Collision between Tanker and Fishing vessel gives Selsey RNLI an early start
The pagers sounded at 3.08am on Friday 12 Feburary after the UK Coastguard received a Mayday call from the the fishing vessel stating they were taking on water after a collision with a tanker.
The Selsey all-weather lifeboat (ALB) launched at 3.26am and made best speed to the position of the Belgium trawler 25miles south east of Selsey. The UK CG reported that the six crew from the trawler might need evacuating from the vessel and that the CG Rescue 175 had also been tasked from Lee on Solent. The weather was wind Easterly force 8-9 sea state Rough in clear sky.
The tanker with a crew of 20 was requested to stand by the trawler until the lifeboat arrived. After a rough passage in heavy seas the ALB arrived on scene at 4.58am and with Rescue 175 already on scene the tanker was released by the UK CG.The ALB was requested to light up the trawlers hull to assess the damage as the skipper had said the water ingress had stopped.The damage was above the water line on the bow and this was passed on to the skipper and UK CG. With this information the UK CG stood Rescue175 down to return to base.

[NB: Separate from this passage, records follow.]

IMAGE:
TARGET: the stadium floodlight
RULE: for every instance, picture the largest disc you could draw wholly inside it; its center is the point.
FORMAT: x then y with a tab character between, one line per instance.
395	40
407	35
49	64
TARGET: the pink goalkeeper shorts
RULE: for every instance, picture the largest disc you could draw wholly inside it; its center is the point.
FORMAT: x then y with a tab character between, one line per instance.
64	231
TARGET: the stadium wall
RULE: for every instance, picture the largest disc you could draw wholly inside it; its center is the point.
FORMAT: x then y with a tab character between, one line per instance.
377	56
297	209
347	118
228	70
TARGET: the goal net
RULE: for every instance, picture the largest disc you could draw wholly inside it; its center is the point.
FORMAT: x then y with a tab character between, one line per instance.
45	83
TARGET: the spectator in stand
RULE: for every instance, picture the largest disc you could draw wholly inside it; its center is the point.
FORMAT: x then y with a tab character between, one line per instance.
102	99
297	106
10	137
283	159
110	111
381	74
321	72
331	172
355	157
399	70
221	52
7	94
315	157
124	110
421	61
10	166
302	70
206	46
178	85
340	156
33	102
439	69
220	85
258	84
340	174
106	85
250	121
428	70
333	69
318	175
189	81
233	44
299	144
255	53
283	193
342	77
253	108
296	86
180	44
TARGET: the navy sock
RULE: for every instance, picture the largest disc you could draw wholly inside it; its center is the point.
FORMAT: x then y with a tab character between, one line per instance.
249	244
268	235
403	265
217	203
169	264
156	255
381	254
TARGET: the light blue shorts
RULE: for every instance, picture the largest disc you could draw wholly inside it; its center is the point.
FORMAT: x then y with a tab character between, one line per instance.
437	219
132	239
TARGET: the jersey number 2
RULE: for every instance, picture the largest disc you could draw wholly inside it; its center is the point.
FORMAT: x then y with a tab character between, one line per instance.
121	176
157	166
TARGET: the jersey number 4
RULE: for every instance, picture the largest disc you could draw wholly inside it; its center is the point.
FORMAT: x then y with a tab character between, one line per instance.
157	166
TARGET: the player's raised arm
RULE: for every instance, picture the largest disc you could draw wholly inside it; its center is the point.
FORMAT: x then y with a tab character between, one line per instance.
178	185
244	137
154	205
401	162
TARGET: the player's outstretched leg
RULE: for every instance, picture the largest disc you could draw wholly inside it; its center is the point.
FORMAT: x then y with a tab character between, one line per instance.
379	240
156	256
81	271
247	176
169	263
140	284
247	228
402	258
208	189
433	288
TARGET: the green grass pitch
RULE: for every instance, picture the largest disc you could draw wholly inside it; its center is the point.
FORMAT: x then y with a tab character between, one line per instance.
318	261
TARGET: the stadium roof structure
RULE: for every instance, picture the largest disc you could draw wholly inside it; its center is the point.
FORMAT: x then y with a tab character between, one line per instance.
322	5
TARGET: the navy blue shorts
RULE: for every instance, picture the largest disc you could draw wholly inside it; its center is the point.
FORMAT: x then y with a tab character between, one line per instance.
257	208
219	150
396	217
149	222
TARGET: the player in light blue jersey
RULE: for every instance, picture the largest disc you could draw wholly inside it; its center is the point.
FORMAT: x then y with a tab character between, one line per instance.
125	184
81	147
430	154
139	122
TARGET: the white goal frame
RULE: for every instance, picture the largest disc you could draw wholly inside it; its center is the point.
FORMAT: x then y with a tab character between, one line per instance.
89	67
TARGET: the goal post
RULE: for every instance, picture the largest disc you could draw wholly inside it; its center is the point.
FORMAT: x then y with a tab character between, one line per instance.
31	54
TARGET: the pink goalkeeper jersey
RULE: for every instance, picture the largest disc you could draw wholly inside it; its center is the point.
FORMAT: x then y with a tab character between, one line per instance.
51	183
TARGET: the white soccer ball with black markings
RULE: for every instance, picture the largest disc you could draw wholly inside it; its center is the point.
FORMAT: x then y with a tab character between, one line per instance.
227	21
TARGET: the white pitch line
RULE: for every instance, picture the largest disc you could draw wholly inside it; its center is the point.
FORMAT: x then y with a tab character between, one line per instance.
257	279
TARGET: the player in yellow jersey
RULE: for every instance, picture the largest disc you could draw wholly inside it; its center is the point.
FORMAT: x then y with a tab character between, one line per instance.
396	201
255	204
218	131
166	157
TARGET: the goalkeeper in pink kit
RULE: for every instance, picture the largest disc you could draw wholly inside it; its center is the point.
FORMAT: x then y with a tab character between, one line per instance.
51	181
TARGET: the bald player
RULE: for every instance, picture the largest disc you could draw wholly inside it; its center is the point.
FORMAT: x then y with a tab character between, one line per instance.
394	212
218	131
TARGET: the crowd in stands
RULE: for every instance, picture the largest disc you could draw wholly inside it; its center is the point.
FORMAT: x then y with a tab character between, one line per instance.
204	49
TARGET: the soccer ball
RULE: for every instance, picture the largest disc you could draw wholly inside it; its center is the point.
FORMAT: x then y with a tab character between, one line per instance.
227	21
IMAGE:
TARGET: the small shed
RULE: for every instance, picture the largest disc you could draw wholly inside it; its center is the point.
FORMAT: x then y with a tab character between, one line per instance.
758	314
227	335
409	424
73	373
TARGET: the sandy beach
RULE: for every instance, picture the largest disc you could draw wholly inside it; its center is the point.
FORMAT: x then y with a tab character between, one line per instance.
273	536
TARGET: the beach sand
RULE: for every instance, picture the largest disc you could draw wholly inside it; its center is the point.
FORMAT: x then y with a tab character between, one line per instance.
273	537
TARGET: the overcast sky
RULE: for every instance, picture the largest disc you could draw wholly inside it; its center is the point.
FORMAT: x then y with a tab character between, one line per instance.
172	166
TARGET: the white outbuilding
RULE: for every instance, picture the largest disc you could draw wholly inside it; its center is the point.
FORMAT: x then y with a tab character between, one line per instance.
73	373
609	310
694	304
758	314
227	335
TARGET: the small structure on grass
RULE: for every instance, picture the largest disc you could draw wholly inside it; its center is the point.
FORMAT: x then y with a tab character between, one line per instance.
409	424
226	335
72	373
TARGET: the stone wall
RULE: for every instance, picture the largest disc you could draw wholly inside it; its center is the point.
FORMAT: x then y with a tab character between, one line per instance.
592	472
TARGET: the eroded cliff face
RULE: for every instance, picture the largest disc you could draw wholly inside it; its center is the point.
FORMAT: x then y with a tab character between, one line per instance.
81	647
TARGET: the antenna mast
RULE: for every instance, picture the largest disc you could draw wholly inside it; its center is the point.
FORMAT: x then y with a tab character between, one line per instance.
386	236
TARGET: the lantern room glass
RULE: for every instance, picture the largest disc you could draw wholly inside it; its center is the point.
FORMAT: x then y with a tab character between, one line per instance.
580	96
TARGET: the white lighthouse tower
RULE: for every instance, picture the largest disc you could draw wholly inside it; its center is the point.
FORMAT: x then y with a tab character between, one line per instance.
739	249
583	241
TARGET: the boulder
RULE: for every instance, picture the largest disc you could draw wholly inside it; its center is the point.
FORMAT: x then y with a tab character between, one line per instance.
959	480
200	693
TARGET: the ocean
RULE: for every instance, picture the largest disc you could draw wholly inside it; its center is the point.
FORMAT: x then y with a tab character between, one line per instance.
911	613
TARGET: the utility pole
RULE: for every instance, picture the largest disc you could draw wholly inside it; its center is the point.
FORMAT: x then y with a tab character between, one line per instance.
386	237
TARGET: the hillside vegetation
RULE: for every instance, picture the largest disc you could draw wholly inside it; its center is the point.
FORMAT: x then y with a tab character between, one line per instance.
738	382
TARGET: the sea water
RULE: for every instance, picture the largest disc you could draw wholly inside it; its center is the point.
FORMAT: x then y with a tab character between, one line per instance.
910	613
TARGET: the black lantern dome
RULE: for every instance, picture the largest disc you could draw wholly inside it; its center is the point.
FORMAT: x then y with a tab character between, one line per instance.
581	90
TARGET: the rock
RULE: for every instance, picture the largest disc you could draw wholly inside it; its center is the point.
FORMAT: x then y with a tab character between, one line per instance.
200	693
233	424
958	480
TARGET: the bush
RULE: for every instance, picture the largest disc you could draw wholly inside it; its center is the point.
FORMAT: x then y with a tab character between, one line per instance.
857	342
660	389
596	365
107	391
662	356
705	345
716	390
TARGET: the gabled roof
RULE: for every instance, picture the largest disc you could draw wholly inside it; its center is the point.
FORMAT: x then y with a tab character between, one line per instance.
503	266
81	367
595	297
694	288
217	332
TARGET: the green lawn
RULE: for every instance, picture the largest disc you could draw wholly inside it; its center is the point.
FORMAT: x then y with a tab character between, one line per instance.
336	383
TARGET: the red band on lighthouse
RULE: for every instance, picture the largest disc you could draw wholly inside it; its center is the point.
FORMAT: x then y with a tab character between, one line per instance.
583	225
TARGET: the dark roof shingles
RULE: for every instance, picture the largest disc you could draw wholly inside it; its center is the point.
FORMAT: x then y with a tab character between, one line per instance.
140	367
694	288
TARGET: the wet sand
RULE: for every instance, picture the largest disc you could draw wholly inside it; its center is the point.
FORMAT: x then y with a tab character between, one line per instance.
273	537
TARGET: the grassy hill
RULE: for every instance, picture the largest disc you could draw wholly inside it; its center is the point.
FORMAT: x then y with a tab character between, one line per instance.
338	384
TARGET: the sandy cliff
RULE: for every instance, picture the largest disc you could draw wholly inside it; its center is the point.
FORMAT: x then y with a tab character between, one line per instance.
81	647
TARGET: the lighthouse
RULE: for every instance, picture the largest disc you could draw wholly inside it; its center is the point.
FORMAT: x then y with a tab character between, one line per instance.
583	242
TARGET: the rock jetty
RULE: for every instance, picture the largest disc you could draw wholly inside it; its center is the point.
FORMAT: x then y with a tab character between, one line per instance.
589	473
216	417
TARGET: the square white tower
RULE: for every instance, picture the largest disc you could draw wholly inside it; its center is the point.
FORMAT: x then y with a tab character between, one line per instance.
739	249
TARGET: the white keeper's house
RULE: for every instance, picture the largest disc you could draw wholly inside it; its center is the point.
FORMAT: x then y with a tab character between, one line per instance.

At the time of the collision the trawler was fishing with his beams down,the nets were recovered before the arrival of the lifeboat but the port side trawl beam was hanging down in the water because a steel wire used to haul it up had been damaged in the collision.The crew of the trawler worked for nearly an hour to repair the wire and were able to stow the trawl beam safely.
The skipper of the trawler checked he had propulsion and steering before saying he was happy to continue to his home port without futher assistance. This was passed onto the UK CG and the lifeboat was released to return to Selsey arriving back at 7.38am.The lifeboat was recovered washed refuelled and made ready for service by 9.30am. The crew today were Coxswain Rob Archibald, Mechanic Phil Pitham, Max Gilligan. James Albrey, Andy Lee and Neil Hopcraft.
Key facts about the RNLI
The RNLI charity saves lives at sea. Its volunteers provide a 24-hour search and rescue service around the United Kingdom and Republic of Ireland coasts. The RNLI operates over 238 lifeboat stations in the UK and Ireland and, in a normal year, more than 240 lifeguard units on beaches around the UK and Channel Islands. The RNLI is independent of Coastguard and government and depends on voluntary donations and legacies to maintain its rescue service. Since the RNLI was founded in 1824, its lifeboat crews and lifeguards have saved over 142,700 lives.